Viver com a nova normalidade
Por Nuno Pinto de Magalhães,
Chairman da Central de Cervejas e Bebidas
Esta pandemia veio comprovar a fragilidade do mundo em que vivemos, a nossa impotência como humanos face ao universo, pois todos – dos mais ricos aos mais carenciados, dos mais evoluídos aos menos desenvolvidos, com melhores ou mais débeis sistemas de saúde – fomos radicalmente afectados! Trouxe- -nos também a evidência de que a ciência e o conhecimento humano são limitados e por vezes falham. Mas também nos demonstrou que, quando a necessidade é globalmente imperiosa, condicionando vidas e a economia, estes se reinventam e aceleram, ultrapassando obstáculos e optimizando procedimentos, de forma a que, num timing sem precedentes, se conseguisse desenvolver, testar e distribuir mundialmente vacinas eficazes.
Gerou-se uma solidariedade nunca vista a nível interplanetário: todos juntos por uma causa – a vacina e/ou o remédio para a cura… porque já se percebeu que esta nova realidade está para ficar e temos que nos adaptar.
Sou daqueles que acha que o Mundo vai, aliás já está, a mudar em muitos aspectos, nomeadamente na nossa forma de trabalhar, reiterando, tal como Darwin há muito comprovou, que os seres vivos têm uma capacidade de adaptação extraordinária. Passámos a interagir e a relacionarmo-nos presencial ou digitalmente, consoante as possibilidades, com quem precisámos… e tudo funcionou! Mas, desta experiência, deveremos retirar muitos ensinamentos, e não fazê-lo seria um desperdício. Desde logo, aprendemos a conciliar o planeamento essencial para que as actividades sigam o curso das estratégias definidas de acordo com os objectivos traçados, com a constante flexibilidade para introduzir na gestão todos os imponderáveis e imprevistos com que esta inesperada realidade nos surpreendeu – sobretudo nós portugueses, com a nossa já famosa arte do improviso, passámos rapidamente a gerir o “logo à tarde” e o “amanhã” de acordo com as novas necessidades que encontrámos a cada passo, e a responder de imediato, mesmo quando tendo que replanear com base na total incerteza, navegando à vista.
Também ao nível das consequências e considerações que esta imprevisibilidade que se instalou, e ainda persiste a todos os níveis, é urgente reflectir: da economia ao desemprego, da resiliência e capacidade de resistência das empresas, aos apoios que existirão para as ajudar a continuar, na capacidade de resposta do sistema de saúde e nos eventuais efeitos da doença nos que dela padeceram, bem como dos efeitos secundários das vacinas e sua validade em termos de prazo, na evolução, ramificações e novas vagas, bem como das medidas de contenção da mesma, com mais ou menos confinamentos.

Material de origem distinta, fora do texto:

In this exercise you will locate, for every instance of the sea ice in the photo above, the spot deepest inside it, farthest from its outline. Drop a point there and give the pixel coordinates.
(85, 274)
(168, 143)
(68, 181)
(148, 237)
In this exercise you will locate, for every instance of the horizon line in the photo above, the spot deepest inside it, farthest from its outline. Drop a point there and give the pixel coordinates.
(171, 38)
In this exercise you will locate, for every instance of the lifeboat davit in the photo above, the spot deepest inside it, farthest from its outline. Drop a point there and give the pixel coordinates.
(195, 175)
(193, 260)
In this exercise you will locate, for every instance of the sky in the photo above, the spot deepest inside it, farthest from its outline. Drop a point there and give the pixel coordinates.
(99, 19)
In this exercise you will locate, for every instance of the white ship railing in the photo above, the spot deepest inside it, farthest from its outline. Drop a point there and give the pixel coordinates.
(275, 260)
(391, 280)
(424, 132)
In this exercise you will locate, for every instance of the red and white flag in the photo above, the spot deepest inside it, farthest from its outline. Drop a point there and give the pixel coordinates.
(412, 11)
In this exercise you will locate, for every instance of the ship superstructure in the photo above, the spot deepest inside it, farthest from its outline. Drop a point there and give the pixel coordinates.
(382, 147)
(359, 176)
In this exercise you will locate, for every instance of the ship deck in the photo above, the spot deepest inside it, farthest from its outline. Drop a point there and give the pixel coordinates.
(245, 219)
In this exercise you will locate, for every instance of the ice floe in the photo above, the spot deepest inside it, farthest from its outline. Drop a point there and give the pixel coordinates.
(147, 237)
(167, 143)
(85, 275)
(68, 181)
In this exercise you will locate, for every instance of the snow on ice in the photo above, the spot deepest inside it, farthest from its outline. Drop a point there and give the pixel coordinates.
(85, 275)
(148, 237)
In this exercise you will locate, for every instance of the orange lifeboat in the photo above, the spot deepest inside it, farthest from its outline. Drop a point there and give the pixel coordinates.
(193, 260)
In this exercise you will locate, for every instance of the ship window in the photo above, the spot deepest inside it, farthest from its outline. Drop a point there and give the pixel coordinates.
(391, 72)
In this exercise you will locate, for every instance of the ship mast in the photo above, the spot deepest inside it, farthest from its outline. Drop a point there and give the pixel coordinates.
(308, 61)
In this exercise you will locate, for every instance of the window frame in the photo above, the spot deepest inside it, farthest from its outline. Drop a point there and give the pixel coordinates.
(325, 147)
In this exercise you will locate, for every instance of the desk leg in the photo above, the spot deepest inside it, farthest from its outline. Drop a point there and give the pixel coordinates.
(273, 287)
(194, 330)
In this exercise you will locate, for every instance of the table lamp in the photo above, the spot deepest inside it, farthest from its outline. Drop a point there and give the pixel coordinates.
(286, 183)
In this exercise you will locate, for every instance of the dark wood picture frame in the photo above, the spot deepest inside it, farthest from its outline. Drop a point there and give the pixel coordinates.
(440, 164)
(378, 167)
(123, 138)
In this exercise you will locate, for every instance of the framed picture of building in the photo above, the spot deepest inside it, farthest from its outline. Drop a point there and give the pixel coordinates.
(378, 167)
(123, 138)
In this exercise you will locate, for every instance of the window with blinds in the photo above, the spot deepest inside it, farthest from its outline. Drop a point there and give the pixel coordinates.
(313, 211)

É todo um outro mundo, aquele em que actualmente vivemos e no qual temos que reaprender a viver, como se tivéssemos nascido de novo. Para tal, há que rapidamente conseguir identificar os mais afectados e prontamente apoiar quem mais necessita. Sabemos já que se estima a existência de mais 400 mil pessoas em situação de pobreza, face ao início de 2020. Em termos de sectores de actividade, um dos mais afectados é o da hotelaria e restauração, para não mencionar o mercado nocturno e de eventos.
Se aos primeiros se tem exigido uma adaptação constante, face ao abre e fecha, fecha e abre, limitações horárias, rearrumação de espaços, investimentos em equipamentos e descartáveis preventivos, aos segundos tem-se imposto uma extrema resiliência, para se conseguirem aguentar… Neste último caso, não existe um número certo de quantos estabelecimentos já terão encerrado definitivamente com a pandemia face ao estimado universo prévio de cerca de 80 mil, mas a percepção é de que será entre 15% e 30%, apesar de que, e contra todas as expectativas, e não contabilizados nestes valores, outros estabelecimentos abriram.
Esperemos que o Plano de Recuperação e Resiliência, recentemente aprovado no final da Presidência Portuguesa da UE seja justa e criteriosamente aplicado, nesse sentido.
Caberá também à sociedade civil – a cada um de nós – estar atenta e ser também catalisadora de boas práticas na devida utilização destes fundos, que podem constituir uma excelente oportunidade para a realização de reformas estruturais fundamentais e há tanto tempo adiadas.
Para terminar, não posso deixar de referir a recomendação permanente do Papa Francisco da importância de sermos solidários e disponíveis para ajudar quem mais necessita, deixando egoísmos e zonas de conforto e indo ao encontro das periferias, onde se encontram os mais carenciados, pois neste planeta somos todos irmãos e devemos promover a Igualdade e a Liberdade, que só se conseguem atingir com a prática da verdadeira Fraternidade.